Puis, après avoir avalé une première cuillère de soupe, elle reporta son attention sur le jeune homme resté à l’écart, toujours près du feu.
— « Toi… »
Elle le fixa, son regard tremblant, mais chargé d’une lucidité désarmante.
— « Si tu restes ici, même un temps… alors considère ce lieu comme un abri. Bancal, oui. Sale, sans doute. Mais réel. »
Elle ferma les yeux un instant, avant de les rouvrir, plus clairs, plus présents.
— « Et même sans nom, tu es le bienvenu… tant que ton cœur ne cherche pas à nuire. »
Il resta figé quelques secondes. Il n’était pas habitué à ces mots. Pas à cette forme de paix. Ce n’était ni de la pitié, ni une dette. Juste… une main tendue. Un toit partagé. Sans condition.
Elaine ne dit rien. Mais son regard avait changé. Quand il croisa le sien, il y lut quelque chose de nouveau. Une lumière discrète. Un début de confiance.
Il baissa la tête, incapable de soutenir plus longtemps leurs regards. Un souffle court lui échappa, comme si la simple idée d’être accueilli brisait quelque chose en lui. Une tension sourde dans la poitrine, un poids invisible qui se délestait lentement.
— « Merci… »
Sa voix était rauque. Brisée. Trop longtemps restée enfermée.
— « Merci à vous deux… Je n’ai rien à offrir. Rien du tout. Et pourtant… vous m’accueillez quand même. »
Il serra les poings, tentant de contenir ce qui bouillonnait sous sa peau. Larmes, rage, souvenirs fuyants… ou peut-être juste ce vertige étrange d’exister encore.
— « Encore… merci. »
Un silence doux s’installa dans la pièce. Pas pesant, mais fragile. Humain. Le seul bruit fut celui, discret, de la soupe qui clapote doucement dans les bols, et le craquement humide du bois qui refusait de brûler pleinement dans le brasero.
Elaine, toujours agenouillée près de sa mère, s’immobilisa un bref instant. Puis elle se redressa, attrapa une vieille couverture roulée contre le mur, et la lui lança avec un geste vif mais sans brusquerie.
— « Dans ce cas, repose-toi bien. »
Elle haussa une épaule, un sourire en coin flottant à la commissure de ses lèvres.
— « Et tâche de pas ronfler. Tu partageras le bol d’eau avec moi pour la toilette. Pas de plainte si j’prends plus de couverture que toi, pigé ? »
Elle tourna le dos aussitôt, retournant vers Serena qui refermait les yeux, enfin un peu apaisée.
La femme soupira, son souffle devenu plus profond, plus stable.
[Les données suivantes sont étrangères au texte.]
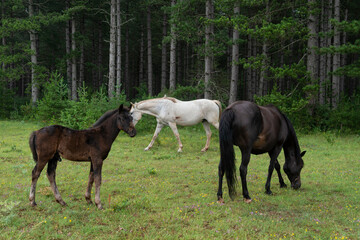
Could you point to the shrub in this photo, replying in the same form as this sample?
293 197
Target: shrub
54 101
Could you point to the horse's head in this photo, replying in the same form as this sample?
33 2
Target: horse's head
135 114
125 121
292 168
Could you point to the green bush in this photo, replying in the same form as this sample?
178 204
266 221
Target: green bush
293 106
54 101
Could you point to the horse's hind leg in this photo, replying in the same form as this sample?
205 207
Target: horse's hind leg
245 159
273 160
208 135
177 135
35 176
97 164
51 173
89 187
281 180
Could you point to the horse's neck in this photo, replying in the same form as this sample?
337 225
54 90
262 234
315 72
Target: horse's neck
291 146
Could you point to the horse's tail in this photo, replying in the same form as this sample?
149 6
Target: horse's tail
33 145
218 103
227 161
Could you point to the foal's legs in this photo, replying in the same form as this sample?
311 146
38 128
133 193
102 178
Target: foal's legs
208 135
90 183
245 159
159 126
281 180
177 135
273 160
40 164
97 164
221 176
51 173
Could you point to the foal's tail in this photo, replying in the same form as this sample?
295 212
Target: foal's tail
33 145
227 161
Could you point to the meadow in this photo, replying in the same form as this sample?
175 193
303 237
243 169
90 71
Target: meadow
162 194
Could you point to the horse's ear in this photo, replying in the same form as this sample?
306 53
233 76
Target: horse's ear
121 107
302 154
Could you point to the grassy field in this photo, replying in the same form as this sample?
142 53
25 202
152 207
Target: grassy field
162 194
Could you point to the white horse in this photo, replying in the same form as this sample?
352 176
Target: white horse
171 111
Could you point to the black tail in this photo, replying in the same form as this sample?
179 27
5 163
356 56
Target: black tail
227 162
33 145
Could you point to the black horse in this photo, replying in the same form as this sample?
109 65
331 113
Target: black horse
256 130
91 145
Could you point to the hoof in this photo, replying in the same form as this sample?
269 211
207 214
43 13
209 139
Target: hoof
268 192
247 200
61 202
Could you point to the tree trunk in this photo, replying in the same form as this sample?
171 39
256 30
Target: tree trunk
73 64
68 51
33 46
328 44
249 71
234 60
126 70
150 70
312 44
82 55
100 58
112 49
336 58
118 48
322 67
164 55
172 78
265 56
141 61
208 52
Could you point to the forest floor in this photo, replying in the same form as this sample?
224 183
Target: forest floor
162 194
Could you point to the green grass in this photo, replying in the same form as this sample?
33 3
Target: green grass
161 194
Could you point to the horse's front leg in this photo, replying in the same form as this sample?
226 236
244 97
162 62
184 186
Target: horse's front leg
51 173
159 126
281 180
90 183
97 164
245 159
208 135
177 135
221 176
273 159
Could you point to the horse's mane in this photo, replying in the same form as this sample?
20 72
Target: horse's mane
292 136
104 117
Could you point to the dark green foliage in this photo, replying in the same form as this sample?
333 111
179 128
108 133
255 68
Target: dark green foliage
55 99
6 100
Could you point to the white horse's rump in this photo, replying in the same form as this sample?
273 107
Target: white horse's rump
171 111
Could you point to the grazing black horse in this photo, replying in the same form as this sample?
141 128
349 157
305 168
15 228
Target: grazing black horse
91 145
256 130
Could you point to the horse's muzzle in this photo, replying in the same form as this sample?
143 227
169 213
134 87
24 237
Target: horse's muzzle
132 133
296 184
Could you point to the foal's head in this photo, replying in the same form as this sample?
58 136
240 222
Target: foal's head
292 168
136 115
124 121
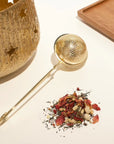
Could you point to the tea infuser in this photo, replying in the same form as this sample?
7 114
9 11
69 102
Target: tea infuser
71 51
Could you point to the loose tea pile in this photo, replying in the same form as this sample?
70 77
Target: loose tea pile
72 110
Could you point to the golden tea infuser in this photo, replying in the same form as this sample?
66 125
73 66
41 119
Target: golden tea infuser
72 53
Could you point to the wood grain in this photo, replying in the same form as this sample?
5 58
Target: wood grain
100 15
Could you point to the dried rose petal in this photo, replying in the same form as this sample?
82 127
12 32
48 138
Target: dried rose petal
60 120
88 102
54 111
78 119
96 107
95 119
78 89
63 98
70 124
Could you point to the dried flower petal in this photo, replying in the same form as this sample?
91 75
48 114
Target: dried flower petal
60 120
95 119
96 107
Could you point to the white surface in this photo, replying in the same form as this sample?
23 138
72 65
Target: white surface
57 17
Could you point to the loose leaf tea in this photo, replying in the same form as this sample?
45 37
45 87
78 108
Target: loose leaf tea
72 110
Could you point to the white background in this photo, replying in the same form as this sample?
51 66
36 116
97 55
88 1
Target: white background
25 127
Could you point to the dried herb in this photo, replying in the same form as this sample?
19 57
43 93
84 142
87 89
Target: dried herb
72 110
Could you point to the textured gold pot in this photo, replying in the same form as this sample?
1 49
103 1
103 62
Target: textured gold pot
19 34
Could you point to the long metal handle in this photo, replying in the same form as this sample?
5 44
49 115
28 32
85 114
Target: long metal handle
6 116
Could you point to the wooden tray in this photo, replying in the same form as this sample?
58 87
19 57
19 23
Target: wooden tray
100 16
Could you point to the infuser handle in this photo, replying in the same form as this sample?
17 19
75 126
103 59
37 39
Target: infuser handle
19 104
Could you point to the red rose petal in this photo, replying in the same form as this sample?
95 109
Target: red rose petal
60 120
95 119
88 102
96 107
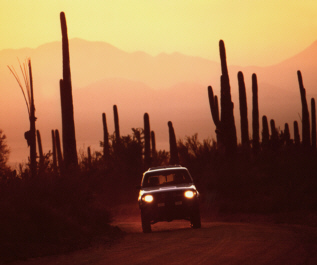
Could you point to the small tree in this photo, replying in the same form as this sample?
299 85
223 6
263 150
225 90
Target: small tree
28 94
4 154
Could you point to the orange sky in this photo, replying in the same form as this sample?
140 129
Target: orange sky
255 32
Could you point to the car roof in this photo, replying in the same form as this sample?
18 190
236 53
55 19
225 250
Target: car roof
164 168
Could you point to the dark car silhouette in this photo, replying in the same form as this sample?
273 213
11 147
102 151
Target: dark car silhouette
167 194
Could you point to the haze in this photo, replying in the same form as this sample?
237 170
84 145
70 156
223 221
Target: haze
256 32
156 57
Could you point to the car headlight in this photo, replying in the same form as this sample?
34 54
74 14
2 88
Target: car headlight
189 194
148 198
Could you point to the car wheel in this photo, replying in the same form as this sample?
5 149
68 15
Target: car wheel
195 219
146 223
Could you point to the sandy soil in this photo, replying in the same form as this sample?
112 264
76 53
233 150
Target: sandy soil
214 243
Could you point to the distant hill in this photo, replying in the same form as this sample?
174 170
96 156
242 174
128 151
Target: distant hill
168 87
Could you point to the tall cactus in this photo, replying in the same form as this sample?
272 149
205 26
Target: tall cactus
225 126
54 153
153 143
214 108
59 152
265 132
296 134
39 142
173 145
255 116
89 157
287 135
313 124
274 135
147 141
105 137
243 112
116 124
68 124
305 114
227 117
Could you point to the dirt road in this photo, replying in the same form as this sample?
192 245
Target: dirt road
214 243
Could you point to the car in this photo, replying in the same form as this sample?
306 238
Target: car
168 193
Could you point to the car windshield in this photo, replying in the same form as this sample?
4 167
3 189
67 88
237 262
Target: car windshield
168 177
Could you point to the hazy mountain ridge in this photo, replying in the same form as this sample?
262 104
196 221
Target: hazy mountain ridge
167 86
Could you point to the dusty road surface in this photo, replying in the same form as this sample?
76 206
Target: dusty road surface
214 243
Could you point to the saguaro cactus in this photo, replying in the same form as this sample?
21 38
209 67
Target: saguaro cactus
313 122
255 116
214 108
305 113
39 142
287 135
59 151
227 117
243 112
265 132
54 153
274 135
68 124
226 130
153 145
173 145
116 123
105 137
296 134
147 141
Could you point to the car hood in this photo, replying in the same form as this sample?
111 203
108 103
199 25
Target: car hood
178 187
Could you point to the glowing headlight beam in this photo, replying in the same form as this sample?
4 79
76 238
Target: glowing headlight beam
148 198
189 194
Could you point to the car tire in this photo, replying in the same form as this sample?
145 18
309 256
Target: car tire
146 223
195 219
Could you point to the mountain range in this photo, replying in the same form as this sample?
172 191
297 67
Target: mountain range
170 87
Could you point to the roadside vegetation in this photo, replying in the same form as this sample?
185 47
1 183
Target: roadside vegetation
64 200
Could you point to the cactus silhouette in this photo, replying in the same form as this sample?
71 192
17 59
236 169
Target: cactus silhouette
54 153
153 145
243 112
173 145
225 126
105 137
59 152
89 157
274 135
265 132
68 125
214 108
313 124
227 118
296 134
147 141
39 142
287 135
116 124
305 113
255 116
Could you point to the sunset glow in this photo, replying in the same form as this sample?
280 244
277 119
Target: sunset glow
256 32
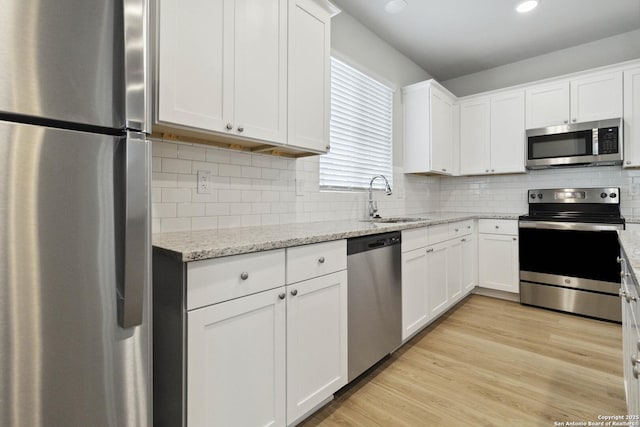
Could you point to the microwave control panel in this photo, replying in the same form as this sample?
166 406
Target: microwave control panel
608 140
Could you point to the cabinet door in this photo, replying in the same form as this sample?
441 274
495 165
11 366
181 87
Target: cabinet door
469 263
547 105
507 133
596 97
309 75
498 262
414 291
454 271
441 131
195 63
260 55
437 270
632 117
236 362
316 341
474 137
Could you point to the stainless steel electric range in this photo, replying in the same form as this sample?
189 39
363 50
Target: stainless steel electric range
568 251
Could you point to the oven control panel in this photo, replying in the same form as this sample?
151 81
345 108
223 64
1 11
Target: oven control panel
609 195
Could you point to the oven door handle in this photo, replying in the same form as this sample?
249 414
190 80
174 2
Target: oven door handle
571 226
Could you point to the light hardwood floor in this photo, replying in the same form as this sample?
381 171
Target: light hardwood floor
490 362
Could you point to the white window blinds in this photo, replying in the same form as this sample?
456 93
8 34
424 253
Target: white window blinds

Le feu dessinait des lueurs tremblantes sur son visage amaigri, comme si la fièvre elle-même reculait devant ce fragment de quiétude. Elaine gardait dans son regard ce doute, cette crainte et surtout cette peur.
« Si seulement elle savait ce que je fais pour acheter ses médicaments… » Une pensée qui reste là, ancrée dans son esprit.
Le jeune homme, lui, resta là. Immobile un instant, sa couverture serrée contre lui. Ses pensées toujours emmêlées, lourdes, inaccessibles. Il était encore un étranger dans ce monde. Un inconnu sans nom, sans repère, sans passé. Mais ce matin-là, pour la première fois… Il n’était plus seul.